それを知ってか知らずか、女性は目線を外してくれて答えた。
「17時半になるわ。お部屋は、私の部屋に行きましょうか?」
朝の9時に目覚めて、そのあとにお風呂に入ったから、10時くらいに寝たとして・・・・・・7時間半もここでずっと寝てたのか!?

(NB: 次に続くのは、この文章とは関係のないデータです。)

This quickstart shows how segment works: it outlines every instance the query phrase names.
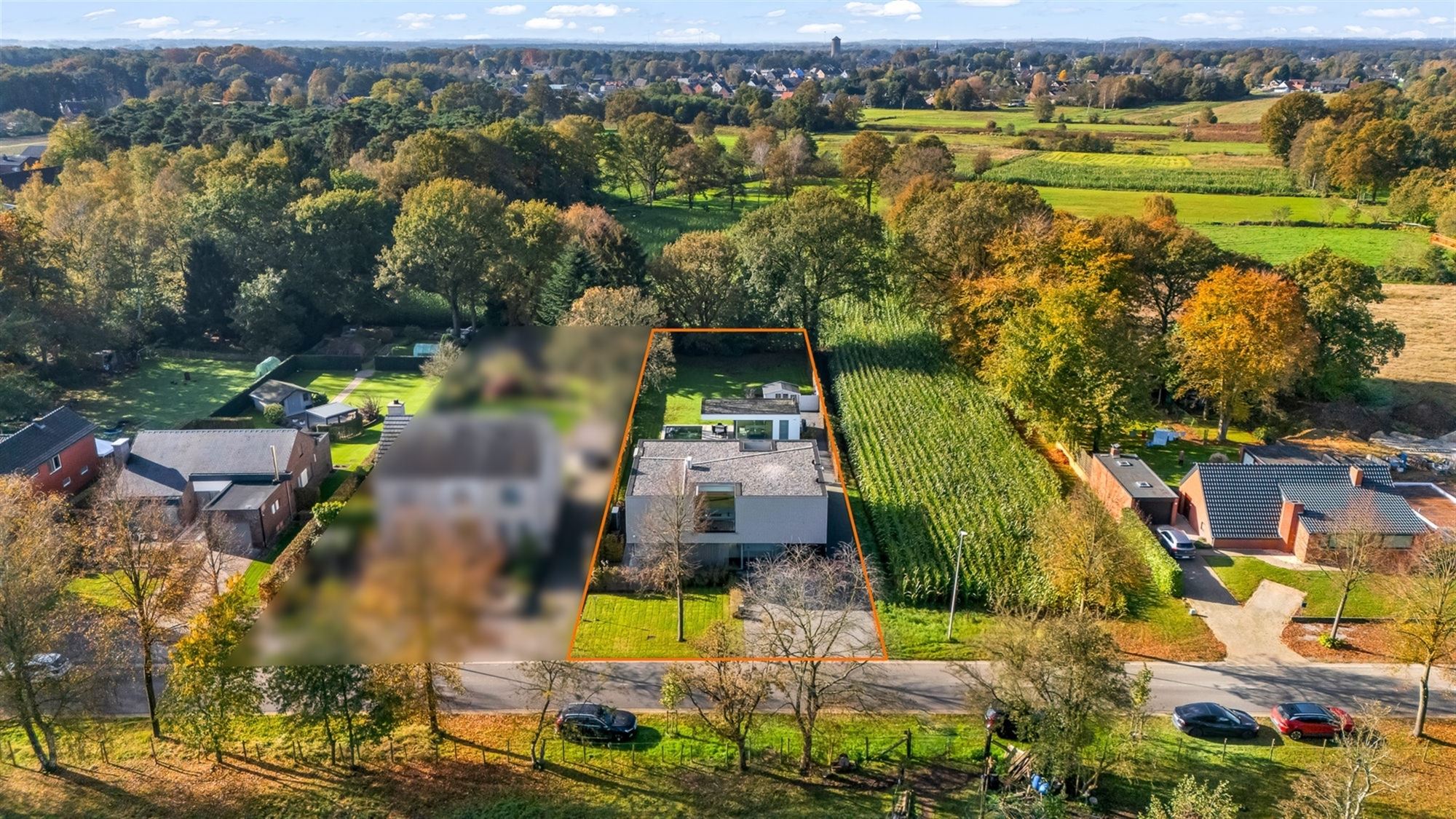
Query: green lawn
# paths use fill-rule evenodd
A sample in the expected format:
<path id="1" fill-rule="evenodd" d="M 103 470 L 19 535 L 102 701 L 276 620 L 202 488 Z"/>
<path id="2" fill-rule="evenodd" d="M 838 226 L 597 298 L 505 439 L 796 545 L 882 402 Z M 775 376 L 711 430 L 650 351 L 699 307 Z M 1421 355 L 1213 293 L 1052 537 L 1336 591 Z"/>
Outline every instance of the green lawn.
<path id="1" fill-rule="evenodd" d="M 1057 210 L 1091 219 L 1093 216 L 1140 216 L 1147 191 L 1099 191 L 1092 188 L 1037 188 L 1041 198 Z M 1325 200 L 1315 197 L 1249 197 L 1242 194 L 1166 194 L 1178 205 L 1178 220 L 1185 224 L 1267 222 L 1274 219 L 1274 208 L 1290 208 L 1294 222 L 1322 222 L 1321 208 Z M 1344 203 L 1344 200 L 1341 200 Z M 1380 207 L 1361 207 L 1361 222 L 1383 213 Z M 1332 214 L 1334 222 L 1344 223 L 1348 210 L 1341 204 Z M 1235 227 L 1230 227 L 1230 230 Z M 1246 229 L 1246 227 L 1239 227 Z M 1200 227 L 1203 230 L 1203 227 Z M 1309 227 L 1278 227 L 1277 230 L 1310 230 Z"/>
<path id="2" fill-rule="evenodd" d="M 183 377 L 191 373 L 191 377 Z M 210 415 L 253 382 L 253 364 L 214 358 L 147 358 L 119 379 L 67 395 L 86 420 L 109 427 L 128 418 L 137 428 L 170 428 Z"/>
<path id="3" fill-rule="evenodd" d="M 753 353 L 734 357 L 684 356 L 667 386 L 664 424 L 700 424 L 705 398 L 743 398 L 750 386 L 786 380 L 812 391 L 807 353 Z"/>
<path id="4" fill-rule="evenodd" d="M 722 619 L 743 634 L 732 616 L 727 589 L 693 589 L 683 597 L 687 641 L 677 641 L 677 600 L 673 596 L 593 592 L 581 612 L 574 659 L 696 657 L 692 640 Z"/>
<path id="5" fill-rule="evenodd" d="M 1415 256 L 1430 238 L 1415 230 L 1361 230 L 1350 227 L 1274 227 L 1265 224 L 1203 226 L 1220 248 L 1283 264 L 1313 249 L 1331 251 L 1380 265 L 1398 254 Z"/>
<path id="6" fill-rule="evenodd" d="M 1241 603 L 1254 595 L 1259 581 L 1273 580 L 1305 593 L 1302 614 L 1307 616 L 1334 616 L 1340 606 L 1338 577 L 1334 573 L 1283 568 L 1257 557 L 1208 554 L 1204 560 Z M 1388 616 L 1392 602 L 1383 593 L 1383 586 L 1379 577 L 1373 577 L 1351 590 L 1344 616 Z"/>
<path id="7" fill-rule="evenodd" d="M 1149 427 L 1149 430 L 1152 428 Z M 1204 433 L 1208 436 L 1207 443 L 1204 443 Z M 1150 433 L 1149 437 L 1152 437 Z M 1229 443 L 1219 443 L 1217 437 L 1217 426 L 1204 427 L 1194 424 L 1187 437 L 1178 439 L 1168 446 L 1143 446 L 1143 437 L 1137 433 L 1123 436 L 1120 443 L 1123 444 L 1123 452 L 1142 458 L 1159 478 L 1166 481 L 1168 485 L 1176 487 L 1194 463 L 1207 462 L 1214 453 L 1222 453 L 1229 461 L 1238 462 L 1242 444 L 1262 443 L 1254 437 L 1254 433 L 1236 427 L 1229 427 Z M 1184 456 L 1182 463 L 1178 462 L 1179 453 Z"/>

しかもこの女性は本当にずっとそばにいてくれたみたい。
てかなんて?この女性の部屋に行くの!?
「あ、あなたのお部屋ですか?」
私は申し訳なく思い、身を縮ませて申し訳なさそうに聞こえるように声を出した。
すっごい掠れて聞きにくいけど、・・・・・・。
「な、なんだかすみません・・・・・・。ずっと、ここにいてくれたんですよね?や、やっぱり自分のへ、部屋にかえろっかなぁ、なんて・・・・・・。」
頭に手が載せられて、また髪の毛をわしゃわしゃされた。
「気にしなくていいのよ。私の部屋じゃ嫌かな?」
女性は私に優しく問いかける。
「い、いいえ!じゃあ、そ、そうします・・・・・・」
立ち上がろうとする私の動作を止めて、女性は私を抱きかかえた。
「はっ、はへっ!?じ、自分でっ」
「だ~め。運ばせてちょうだい?」
「はぃ・・・・・・」
「悠ちゃん?私、紬っていうのよ。」
女性の名前は紬というらしい。
「紬さん・・・・・・」
紬さんは階段の手前で立ち止まる。目を合わせないようにして話しかけてくる。
「悠ちゃんとお話しできるなんて!今日は腕によりをかけてご飯を作らなきゃね!」
放っておいたら私を抱えたままスキップでもしそうなくらい紬さんは喜んでいる。
ぐう~
ご飯という単語に私のおなかが反応をしてしまった。
「うっ、これは・・・・・・」
俯いて何も言えなくなる。
だんだんと顔が熱くなってきた。
「ふふふっ、すぐに作るから少しだけ待っててね」
階段を上り終えて、やっとのことでお姫様抱っこタイムが終わる。
「あの、紬さんの中では、わ、私は歩けないっていう設定でもついてるんですか?」
「そんなことないわよ。ただ、ぎゅってしてあげたいの・・・・・・」
そういいながらまた頭に手をやって少しだけ優しくなでてくれた。
紬さんは、悲しそうに笑ったような気がした。
「あら、前髪切るの上手なのね!」
今は、何事もなかったかのように微笑んでいる。
「あそこが私の寝室よ」
二階にもリビングがあって、キッチン、トイレ、そのほかにお部屋も3つある。
紬さんの部屋は少し小さめだ。
ガチャッ
「さ、悠様を私の部屋に、ご案内いたしますわ」
ドヤァ、という効果音が聞こえてくる気がした。
「よ、よきにはからえ・・・・・・?」
・・・・・・。
返事が返ってこない。
やっちゃったかな・・・。
紬さんに目を向けると、プルプル震えていた。
「か・・・ぎる・・・」
「え?な、なんて?」
「悠ちゃん!!可愛すぎるわ!!」
ガバッと抱き着かれた。
私も自然と紬さんの背に腕を回した。
こんな風に何度も抱きしめてもらったことは今までの人生でなかった。
胸がじんわりと温かくなるのを感じた。
少し泣きそうになった。
しばらく抱き合っていると、だんだんと恥ずかしくなった。
「あ、あの・・・・・・///」
「ごめんなさいね。ふふふ」
わしゃわしゃと頭をまた撫でられて、部屋へ案内される。
「それじゃ、あらためて・・・私の部屋よ」
私は紬さんの部屋へお邪魔する。
「うわあ・・・。地震がきたら死んじゃいそうですね・・・」
「ほ、本棚はちゃんと、固定してるのよ」
紬さんの部屋は本棚で壁が埋め尽くされていた。
小さ目とは思ったが中に入るととても広い部屋で、黒と白で統一された部屋だった。
黒い革のソファにモノクロのカーテン。
ベッドも黒い。
「雰囲気が・・・・・・なんだかすごく大人っぽい、ですね。」
「これが一番、落ち着くの。ふふ」
「悠ちゃんは、ソファに座って本読んでてもいいし、ベッドで眠りたいなら寝ててもいいわよ。後でご飯を二階に持ってきてあげるからね」
「あ、ありがとうございます。その、お姉さんと妹さんって・・・・・・」
「あ・・・。うんと、私がうまくやるから、任せておいて。」
紬さんから歯切れの悪さを感じた。
「わ、わかりました。」
ごはんを作りに紬さんは下へと降りて行った。
申し訳ないと思ったけれど「待っててよ、悠ちゃん」と念を押されたのでおとなしく待つことにした。
私はソファに座り、ぼーっとすることにした。
「ょぃしょ・・・・・・!?」
ソファのフカフカさに驚いた。
リビング、トイレや洗面所は二階にもある。
家具も相当高価なのではないだろうか?
なんてお金持ちなんだ・・・。
今日一日だけで何度、驚いたかわからない。